Rick recently has been moving to parrot a lot of what Newt's being speaking about. Newt's platform is very specific. Rick's recently has changed some things to reflect more "fiscal concern"
He is a social conservative and at most a fiscal moderate.
Great speller there yourself. I am not wrong, it is just my opinion. No need to get nasty!
At least neither one of them is Myth.
Exactly....I really think we have a case of collective amnesia around here.
Never have I seen Freepers as a whole so *severely* wrong about someone, namely Santorum. If this guy wins the nomination, we’ll all be cheering for him every day. He’s as good as America is going to see in my lifetime. There are some I would prefer, notably Palin, but he’s right up there with the best we have, lest the Shumers of the world would not despise him so. Bob
“Romney is a liberal. Romney will not under any circumstances beat Obama.”
Romney is not a liberal as to his current positions. You do not have to trust him but he is not currently a liberal.
Whoever is nominated I hope they beat Obama.
Sometimes it seems people think there’s a switch somewhere, and that we are all fighting about it, and then someone goes and throws it, and then Santorum is up and Gingrich is down. And we debate whether we should throw that switch or not, as if our debate will decide what happens next.
There is a nation of voters out there. Those voters, millions of them, get their information from many sources. They evaluate based on many different criteria. And if they are polled, we get a snapshot of what they are thinking.

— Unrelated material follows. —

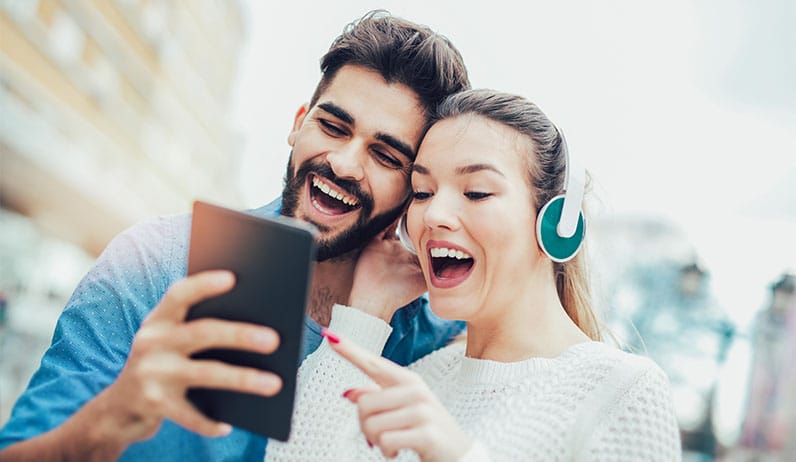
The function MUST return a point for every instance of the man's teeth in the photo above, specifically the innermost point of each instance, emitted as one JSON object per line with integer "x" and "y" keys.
{"x": 329, "y": 191}
{"x": 450, "y": 253}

It seems that right now, they are thinking they like Santorum more than Gingrich. That’s not because someone here told them to. Maybe they were turned off by the Romney/Gingrich fight. Maybe they are just lemmings who see Santorum winning 3 states and think “I want to say I support the winner (of course, that begs the question of how Santorum won the three states, but whatever).
Maybe in 2 weeks Gingrich will be on top again; if so, it won’t be because of 10 old stories a day attacking Santorum here. It will be because somehow, Newt got a message out that again caught the attention of the millions of voters.
And if so, that would be great, right? For many, the objection to Gingrich is that he can’t get and hold the support of voters. The polls and recent election results suggest that was a valid objection, but if he rises again, that removes the objection, right?
Same with Santorum — the objection that he can’t get support once people “know” about him will work itself out one way or another. Those whose fear is electability will have their worries assuaged, or else confirmed.
IN any case, the term “would be a mistake” is kind of moot — it is already happening, so maybe “is a mistake” but not “would be a mistake”.
Exactly. Having a socialist like Bush as President made it extremely difficult for anyone to roll up a sterling voting record during those years.